Behind me, I hear her say something about stopping soon because it's nearing noon's sun.

They're onto us, Hana and the Council. So after this, we've still got to bring back a convincing day's worth of hunt, making sure to check all our traps. They separated Patti and I on our last river-watch. The warning wasn't subtle. They don't approve of the rumors they've heard about what we've been doing at dawn's up. Even though there haven't been accusations, I figure I already know what they'll say. They still remember the old stories, all the ballads. But so do I.

I move on to the next body, fell prone.

Its gone dead with its eyes still open—whatever color they once were, now sieved through cloud. It holds my look longer than I like, until I glance at others nearby in the dust of darkness and sense something amiss. I frown. The cursed usually wear rags, some half-naked, tatters actually rotting from their limbs. Though they never age, their clothes do. But the body below me wears a discernible short coat dusted in a thin layer of white-gray ash. Boots worn, the laces frayed—but tied. The clothes of a dead man. Only a fresh one, maybe a year or so gone—and we haven't lost anyone that recent to the cursed or the laneways. Not that I know of, anyway.

I hold my pike with both hands, using it to leverage leaning closer.

The outlines of shapes and letterings are just barely visible. Black velvet and black thread on black fabric, shapes the phases of a moon cycle rounding into a full circle, and embroidered in sharp messy letters along the shoulders, a single word: ahgvoslove. There are all sorts of sayings passed down from our ancestors, many of them in languages we might've once known but don't know anymore. C'est la vie. But this isn't one I've ever heard. It gives me a long pause, a double-take. Is it from the ballads—? Until transfixed, I mouth it aloud: "Ag-vos-love."

Then: a sensation I've spoken something I shouldn't have, an incantation, an evocation

Its fingers twitch, its dead eyes blinking—I gasp, reeling with my pike, hand on the grip of my pistol, a breath away from a scream. But nothing happens. Or happened. I blink, confused.

The body lays still, the eyes the same, the sensation long gone. "Fuck you," I say under my breath, not sure if I'm referring to my stupidity, or the body. I roll my shoulders out, tossing a glance over one of them before I grip my pike with both hands. "Float on, Char," I say. I shake my head—glad Patti didn't see, and hook my boot underneath the body's shoulder. I rough it onto its back with my heel, this time not pausing to stoop to stare. I raise my pike, align, thrust—

Nothing happens. I stiffen, a prickling dread working somewhere from the tip of my head down through my spine, until I jerk my pike to the side and find I only missed. "Fuck you," I say, this time a little louder. I hitch the pike out, having to press my boot on its chest for more leverage. But before I can re-align, something grabs my shoulder, forcing me to turn. "Shit all!"

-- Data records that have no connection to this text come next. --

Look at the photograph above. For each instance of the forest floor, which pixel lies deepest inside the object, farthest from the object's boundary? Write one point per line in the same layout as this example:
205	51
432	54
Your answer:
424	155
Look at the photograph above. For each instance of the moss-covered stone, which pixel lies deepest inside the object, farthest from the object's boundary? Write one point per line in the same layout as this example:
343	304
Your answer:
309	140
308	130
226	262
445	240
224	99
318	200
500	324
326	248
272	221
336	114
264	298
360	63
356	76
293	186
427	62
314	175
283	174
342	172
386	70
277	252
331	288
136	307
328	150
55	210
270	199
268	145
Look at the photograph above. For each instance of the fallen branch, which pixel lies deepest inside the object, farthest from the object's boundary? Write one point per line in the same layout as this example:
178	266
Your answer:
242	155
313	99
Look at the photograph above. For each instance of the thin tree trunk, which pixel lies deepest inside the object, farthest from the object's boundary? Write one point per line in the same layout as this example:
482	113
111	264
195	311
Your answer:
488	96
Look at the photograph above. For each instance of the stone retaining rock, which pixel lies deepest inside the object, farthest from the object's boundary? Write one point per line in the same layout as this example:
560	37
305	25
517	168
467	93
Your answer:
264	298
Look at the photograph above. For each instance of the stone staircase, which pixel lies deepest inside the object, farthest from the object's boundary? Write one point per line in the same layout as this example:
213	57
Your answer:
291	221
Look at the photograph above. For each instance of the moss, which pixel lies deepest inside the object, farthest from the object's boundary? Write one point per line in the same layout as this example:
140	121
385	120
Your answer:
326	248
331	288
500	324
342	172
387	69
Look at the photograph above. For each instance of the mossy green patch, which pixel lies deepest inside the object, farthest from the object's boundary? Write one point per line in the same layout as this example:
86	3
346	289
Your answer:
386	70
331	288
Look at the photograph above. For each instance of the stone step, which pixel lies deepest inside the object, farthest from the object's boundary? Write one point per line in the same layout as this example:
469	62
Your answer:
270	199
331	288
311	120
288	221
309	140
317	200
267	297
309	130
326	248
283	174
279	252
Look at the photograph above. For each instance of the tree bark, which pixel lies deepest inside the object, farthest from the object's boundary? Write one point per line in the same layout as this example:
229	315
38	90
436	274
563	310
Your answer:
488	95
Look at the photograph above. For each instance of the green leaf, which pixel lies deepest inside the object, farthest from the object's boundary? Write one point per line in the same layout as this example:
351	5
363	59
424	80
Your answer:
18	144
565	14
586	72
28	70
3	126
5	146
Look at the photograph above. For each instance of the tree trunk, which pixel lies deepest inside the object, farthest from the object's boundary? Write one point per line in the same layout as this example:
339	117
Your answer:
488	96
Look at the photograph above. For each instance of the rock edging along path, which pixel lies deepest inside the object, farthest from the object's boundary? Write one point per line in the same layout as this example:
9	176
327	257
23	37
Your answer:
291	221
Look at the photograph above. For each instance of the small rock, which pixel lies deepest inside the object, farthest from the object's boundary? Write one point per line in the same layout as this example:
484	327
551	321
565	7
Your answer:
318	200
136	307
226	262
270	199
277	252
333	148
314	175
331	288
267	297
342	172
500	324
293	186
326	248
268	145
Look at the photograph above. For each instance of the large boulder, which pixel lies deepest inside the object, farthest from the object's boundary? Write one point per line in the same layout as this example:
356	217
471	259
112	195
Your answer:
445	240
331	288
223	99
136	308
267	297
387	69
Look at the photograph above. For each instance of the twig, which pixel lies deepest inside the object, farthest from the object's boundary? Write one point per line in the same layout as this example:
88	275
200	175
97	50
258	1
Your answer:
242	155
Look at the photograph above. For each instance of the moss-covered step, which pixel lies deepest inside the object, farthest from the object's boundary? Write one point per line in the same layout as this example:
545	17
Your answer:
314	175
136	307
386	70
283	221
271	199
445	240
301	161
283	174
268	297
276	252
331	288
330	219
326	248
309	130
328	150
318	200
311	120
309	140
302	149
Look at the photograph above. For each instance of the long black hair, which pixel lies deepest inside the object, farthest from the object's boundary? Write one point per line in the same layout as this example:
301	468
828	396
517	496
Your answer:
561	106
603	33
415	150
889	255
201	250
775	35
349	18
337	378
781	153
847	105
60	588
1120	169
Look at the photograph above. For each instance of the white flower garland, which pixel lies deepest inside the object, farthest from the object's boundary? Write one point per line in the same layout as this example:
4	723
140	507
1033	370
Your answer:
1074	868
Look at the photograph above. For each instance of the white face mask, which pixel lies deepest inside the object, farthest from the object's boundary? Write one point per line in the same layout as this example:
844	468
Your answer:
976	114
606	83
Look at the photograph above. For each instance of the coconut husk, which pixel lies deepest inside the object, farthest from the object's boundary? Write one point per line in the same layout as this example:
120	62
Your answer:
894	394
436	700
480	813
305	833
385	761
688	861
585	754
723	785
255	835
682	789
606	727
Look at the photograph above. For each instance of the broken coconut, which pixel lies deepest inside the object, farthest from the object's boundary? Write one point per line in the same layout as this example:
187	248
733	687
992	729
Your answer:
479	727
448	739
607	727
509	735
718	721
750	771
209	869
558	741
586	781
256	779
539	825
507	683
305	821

It's only Patti. "Did I spook you?" she says. She pulls down her handkerchief, grinning and revealing the jagged birthmark along her jaw and starts to re-tie her hair from her face. Her skin's warm, not brown like Riley's or pale like mine, but more like she's got sun's up underneath. She's always drawing everyone's eye. When she's out slaying or hunting, she wears her dark hair drawn up, her usual blunt-bangs across her high forehead pinned back with clips.

There's a rumor Patti says isn't true, but one every new hunter hears when they join our ranks. Before she could even walk, it goes: Patti crawled off and was discovered six lanes away from her caretakers at the Healing house, who weren't even aware she'd gone missing. Someone had heard her wails. She'd been at the graves of her mother and her father. It ends: when she was old enough, she didn't even need to go to the Choosing to find which sector she belonged to like the rest of us—but I know that part's shit all. I was there because I had to Choose alongside her.

"What is it?" I say.

"You didn't hear me?" she says, her grin fades at my bitter tone. "We're heading out."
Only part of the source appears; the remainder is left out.